I've been thinking about whether it still makes sense to work on this
before migrating to etcd.  Since the etcd timeline is unclear, and this
issue is a blocker for some people in the meantime, I think it's worth
proceeding, at least with scoping the work.  If we can come up with a
detailed proposal, we can hopefully get a better idea of how much work it
would be and if it's worth the short term effort.


> One problem that needs to be solved for any potential solution to the
> compromised chassis issue is how to determine the identity of clients
> connecting to the OVN southbound DB server. For example, it would be
> desirable for ovn-northd and ovn-sbctl to have one set of access privileges
> for reading and updating the SB database while ovn-controller and
> ovn-controller-vtep have a different and more limited set of access
> privileges. In order to implement this it would be necessary to know for
> each transaction the type of client attempting it. For more fine-grained
> access control, it will also be necessary to determine the actual identity
> (e.g. chassis name or UUID) of each connected client.
>
> Since ovsdb-server already has support for SSL client authentication, one
> semi-obvious approach might be to:
>    - Configure the SB ovsdb-server to only accept unix and SSL connections
>      (ovn-northd and ovn-sbctl would likely use unix:file connections,
> where
>      access can be controlled via file system permissions, whereas
> ovn-controller
>      instances would use SSL).
>    - Generate signed client certificates for each chassis/gateway,
> encoding the
>      chassis/gateway name in the certificate's "organizational unit" field.

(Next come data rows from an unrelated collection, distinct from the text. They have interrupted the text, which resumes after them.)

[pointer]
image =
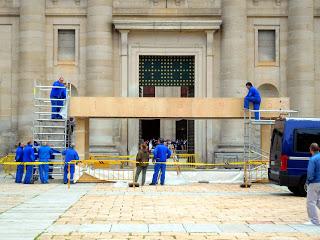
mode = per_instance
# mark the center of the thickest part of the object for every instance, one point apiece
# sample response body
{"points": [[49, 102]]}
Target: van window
{"points": [[304, 137], [276, 144]]}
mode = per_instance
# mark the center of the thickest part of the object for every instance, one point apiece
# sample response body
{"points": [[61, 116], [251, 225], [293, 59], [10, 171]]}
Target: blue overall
{"points": [[161, 153], [28, 156], [253, 97], [55, 95], [70, 155], [44, 154], [51, 165], [20, 168]]}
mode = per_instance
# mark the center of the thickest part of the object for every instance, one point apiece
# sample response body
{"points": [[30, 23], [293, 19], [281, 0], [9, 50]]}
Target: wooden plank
{"points": [[187, 108]]}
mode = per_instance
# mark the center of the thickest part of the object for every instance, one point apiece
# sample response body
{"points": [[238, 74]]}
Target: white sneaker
{"points": [[310, 224]]}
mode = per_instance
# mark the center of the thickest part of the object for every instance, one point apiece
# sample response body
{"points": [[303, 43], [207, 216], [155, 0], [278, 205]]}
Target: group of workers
{"points": [[27, 154], [160, 155], [58, 96]]}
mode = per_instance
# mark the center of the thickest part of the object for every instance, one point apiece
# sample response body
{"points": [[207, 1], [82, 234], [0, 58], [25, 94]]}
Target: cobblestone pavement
{"points": [[195, 211]]}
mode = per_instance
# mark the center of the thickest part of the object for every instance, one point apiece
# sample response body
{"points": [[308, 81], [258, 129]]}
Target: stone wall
{"points": [[28, 53]]}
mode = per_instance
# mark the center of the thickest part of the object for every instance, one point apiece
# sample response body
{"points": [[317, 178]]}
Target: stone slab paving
{"points": [[195, 211], [38, 211]]}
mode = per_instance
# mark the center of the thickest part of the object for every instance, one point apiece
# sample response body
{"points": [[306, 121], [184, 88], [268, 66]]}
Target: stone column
{"points": [[300, 70], [82, 137], [124, 87], [233, 64], [32, 61], [168, 127], [99, 66], [210, 93]]}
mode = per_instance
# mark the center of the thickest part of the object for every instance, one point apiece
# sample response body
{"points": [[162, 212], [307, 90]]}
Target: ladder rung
{"points": [[46, 105], [39, 126], [50, 120], [49, 133], [46, 113], [49, 99], [39, 86], [49, 140]]}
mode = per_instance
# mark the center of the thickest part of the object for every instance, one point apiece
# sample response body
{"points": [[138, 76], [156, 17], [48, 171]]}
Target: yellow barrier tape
{"points": [[254, 162]]}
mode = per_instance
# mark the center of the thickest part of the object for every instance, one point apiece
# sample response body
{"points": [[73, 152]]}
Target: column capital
{"points": [[210, 42]]}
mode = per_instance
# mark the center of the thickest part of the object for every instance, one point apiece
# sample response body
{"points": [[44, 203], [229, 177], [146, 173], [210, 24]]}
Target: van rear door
{"points": [[275, 154]]}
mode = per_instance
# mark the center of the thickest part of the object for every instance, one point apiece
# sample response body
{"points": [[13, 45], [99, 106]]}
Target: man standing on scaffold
{"points": [[57, 96]]}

>    - In cases where ovn-northd or ovn-sbctl might have to connect to the SB
>      database server over a network, client certificates could be generated
>      with e.g. the OU field set to "ovn-northd" or "ovn-sbctl" as
> appropriate.
>    - For each new SSL connection, ovsdb-server would record the client type
>      and name contained in the client-provided certificate.
>    - The recorded client type and name could then be used in a (to be
> defined
>      separately) ACL implementation.
>
> Some questions:
>
>     - Will this work, and are there any obvious holes?

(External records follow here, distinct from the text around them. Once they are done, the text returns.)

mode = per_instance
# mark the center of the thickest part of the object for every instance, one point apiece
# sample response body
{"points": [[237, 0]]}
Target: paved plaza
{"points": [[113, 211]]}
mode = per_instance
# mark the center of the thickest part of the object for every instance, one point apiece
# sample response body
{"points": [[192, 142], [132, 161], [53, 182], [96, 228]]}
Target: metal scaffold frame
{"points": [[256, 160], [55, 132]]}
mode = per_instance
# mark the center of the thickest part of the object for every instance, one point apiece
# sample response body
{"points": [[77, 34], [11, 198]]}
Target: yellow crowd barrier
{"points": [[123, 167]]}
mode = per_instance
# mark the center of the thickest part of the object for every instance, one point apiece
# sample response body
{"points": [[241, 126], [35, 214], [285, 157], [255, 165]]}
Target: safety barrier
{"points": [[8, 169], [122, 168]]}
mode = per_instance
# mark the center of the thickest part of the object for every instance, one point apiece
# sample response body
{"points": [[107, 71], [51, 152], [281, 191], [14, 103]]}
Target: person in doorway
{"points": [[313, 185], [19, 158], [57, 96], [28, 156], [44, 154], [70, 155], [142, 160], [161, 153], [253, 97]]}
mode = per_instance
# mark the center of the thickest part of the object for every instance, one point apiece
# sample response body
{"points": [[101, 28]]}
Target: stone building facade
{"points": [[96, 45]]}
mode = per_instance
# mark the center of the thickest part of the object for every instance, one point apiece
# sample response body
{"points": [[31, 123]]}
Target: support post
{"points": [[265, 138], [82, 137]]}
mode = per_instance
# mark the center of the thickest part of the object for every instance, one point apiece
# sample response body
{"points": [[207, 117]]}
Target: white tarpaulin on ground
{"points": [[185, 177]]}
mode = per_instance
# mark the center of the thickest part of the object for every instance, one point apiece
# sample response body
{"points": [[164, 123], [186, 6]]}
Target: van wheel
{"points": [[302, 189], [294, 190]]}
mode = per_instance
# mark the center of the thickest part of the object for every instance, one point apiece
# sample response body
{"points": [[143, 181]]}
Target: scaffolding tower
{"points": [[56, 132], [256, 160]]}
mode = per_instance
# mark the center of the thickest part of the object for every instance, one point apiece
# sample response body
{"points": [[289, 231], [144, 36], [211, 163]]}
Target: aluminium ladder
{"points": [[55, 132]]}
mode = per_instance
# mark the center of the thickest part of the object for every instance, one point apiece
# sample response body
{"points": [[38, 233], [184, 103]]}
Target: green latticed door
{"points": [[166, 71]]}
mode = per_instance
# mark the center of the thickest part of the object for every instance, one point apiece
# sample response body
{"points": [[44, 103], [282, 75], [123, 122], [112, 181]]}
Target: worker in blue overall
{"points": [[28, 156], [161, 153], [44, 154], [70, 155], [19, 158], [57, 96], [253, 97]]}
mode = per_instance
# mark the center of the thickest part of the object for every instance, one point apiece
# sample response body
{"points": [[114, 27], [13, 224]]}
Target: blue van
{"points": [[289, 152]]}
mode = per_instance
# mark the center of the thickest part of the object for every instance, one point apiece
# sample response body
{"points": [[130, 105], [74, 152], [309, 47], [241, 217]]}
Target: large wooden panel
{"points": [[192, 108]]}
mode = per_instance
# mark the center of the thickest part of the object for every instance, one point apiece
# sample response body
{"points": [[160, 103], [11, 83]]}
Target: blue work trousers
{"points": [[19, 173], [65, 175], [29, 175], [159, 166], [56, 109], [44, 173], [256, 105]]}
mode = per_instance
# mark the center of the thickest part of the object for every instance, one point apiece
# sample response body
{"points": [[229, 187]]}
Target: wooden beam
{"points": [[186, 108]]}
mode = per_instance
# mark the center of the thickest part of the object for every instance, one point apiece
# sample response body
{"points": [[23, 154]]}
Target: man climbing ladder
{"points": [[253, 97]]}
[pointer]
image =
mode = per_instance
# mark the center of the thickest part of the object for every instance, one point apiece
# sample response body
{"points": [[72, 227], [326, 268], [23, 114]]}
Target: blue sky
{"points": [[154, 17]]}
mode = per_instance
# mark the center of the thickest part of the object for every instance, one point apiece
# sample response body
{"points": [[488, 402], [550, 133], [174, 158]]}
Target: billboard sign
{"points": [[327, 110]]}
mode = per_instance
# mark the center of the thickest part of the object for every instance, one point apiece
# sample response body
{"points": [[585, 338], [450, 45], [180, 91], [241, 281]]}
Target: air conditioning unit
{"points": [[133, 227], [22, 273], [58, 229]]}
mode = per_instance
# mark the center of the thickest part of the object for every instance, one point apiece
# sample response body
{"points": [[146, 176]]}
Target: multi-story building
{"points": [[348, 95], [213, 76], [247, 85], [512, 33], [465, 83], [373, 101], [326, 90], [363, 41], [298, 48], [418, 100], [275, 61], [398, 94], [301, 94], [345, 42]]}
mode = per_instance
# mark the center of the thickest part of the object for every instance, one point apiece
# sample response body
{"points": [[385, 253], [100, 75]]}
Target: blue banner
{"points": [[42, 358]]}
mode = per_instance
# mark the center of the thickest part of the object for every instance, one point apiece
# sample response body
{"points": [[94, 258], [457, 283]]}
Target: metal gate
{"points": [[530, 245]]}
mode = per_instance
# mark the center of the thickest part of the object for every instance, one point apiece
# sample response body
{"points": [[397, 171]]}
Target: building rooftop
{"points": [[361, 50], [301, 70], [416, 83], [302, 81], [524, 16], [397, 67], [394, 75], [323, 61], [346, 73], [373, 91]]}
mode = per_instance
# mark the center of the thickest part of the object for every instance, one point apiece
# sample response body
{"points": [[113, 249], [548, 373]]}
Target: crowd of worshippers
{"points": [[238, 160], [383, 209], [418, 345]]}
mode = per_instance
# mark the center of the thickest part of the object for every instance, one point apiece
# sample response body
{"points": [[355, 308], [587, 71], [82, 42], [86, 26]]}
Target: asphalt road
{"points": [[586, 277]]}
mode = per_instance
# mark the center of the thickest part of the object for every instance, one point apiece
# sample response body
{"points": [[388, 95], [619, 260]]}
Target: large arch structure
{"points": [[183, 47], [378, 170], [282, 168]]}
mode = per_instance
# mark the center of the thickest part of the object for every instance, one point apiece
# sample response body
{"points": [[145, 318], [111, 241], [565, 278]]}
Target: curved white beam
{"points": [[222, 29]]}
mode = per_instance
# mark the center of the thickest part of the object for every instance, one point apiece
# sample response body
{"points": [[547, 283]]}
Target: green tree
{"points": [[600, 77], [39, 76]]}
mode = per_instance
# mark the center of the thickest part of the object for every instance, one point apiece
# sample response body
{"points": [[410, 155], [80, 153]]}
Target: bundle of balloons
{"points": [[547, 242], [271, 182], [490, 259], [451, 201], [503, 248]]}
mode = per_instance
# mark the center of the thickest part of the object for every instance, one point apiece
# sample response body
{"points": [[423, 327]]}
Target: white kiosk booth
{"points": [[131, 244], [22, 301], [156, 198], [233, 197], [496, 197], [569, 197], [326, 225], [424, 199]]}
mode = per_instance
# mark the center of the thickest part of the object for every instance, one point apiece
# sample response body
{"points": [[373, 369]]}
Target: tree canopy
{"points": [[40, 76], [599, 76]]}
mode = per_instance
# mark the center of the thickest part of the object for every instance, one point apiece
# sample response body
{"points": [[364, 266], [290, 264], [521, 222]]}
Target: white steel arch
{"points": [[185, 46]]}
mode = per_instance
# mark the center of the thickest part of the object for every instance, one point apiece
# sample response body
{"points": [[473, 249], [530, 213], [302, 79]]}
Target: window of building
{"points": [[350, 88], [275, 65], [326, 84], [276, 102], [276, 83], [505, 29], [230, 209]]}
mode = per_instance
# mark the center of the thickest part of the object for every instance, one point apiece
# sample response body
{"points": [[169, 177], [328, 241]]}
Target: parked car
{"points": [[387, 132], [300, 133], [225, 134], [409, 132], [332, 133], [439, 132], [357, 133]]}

>     - Might PKI management be too burdensome in large deployments?
>     - Is there a better way?
>

If we need identify for each chassis, this does seem like a good approach.
I was imagining we'd do it with SSL, but hadn't thought through details yet.

The other option is if we can change ovn-controller to where it is only a
read-only client of the southbound database.  In that case, perhaps
ovsdb-server wouldn't need to know identity, and instead could have a port
open that only accepts connections with read-only access to the database.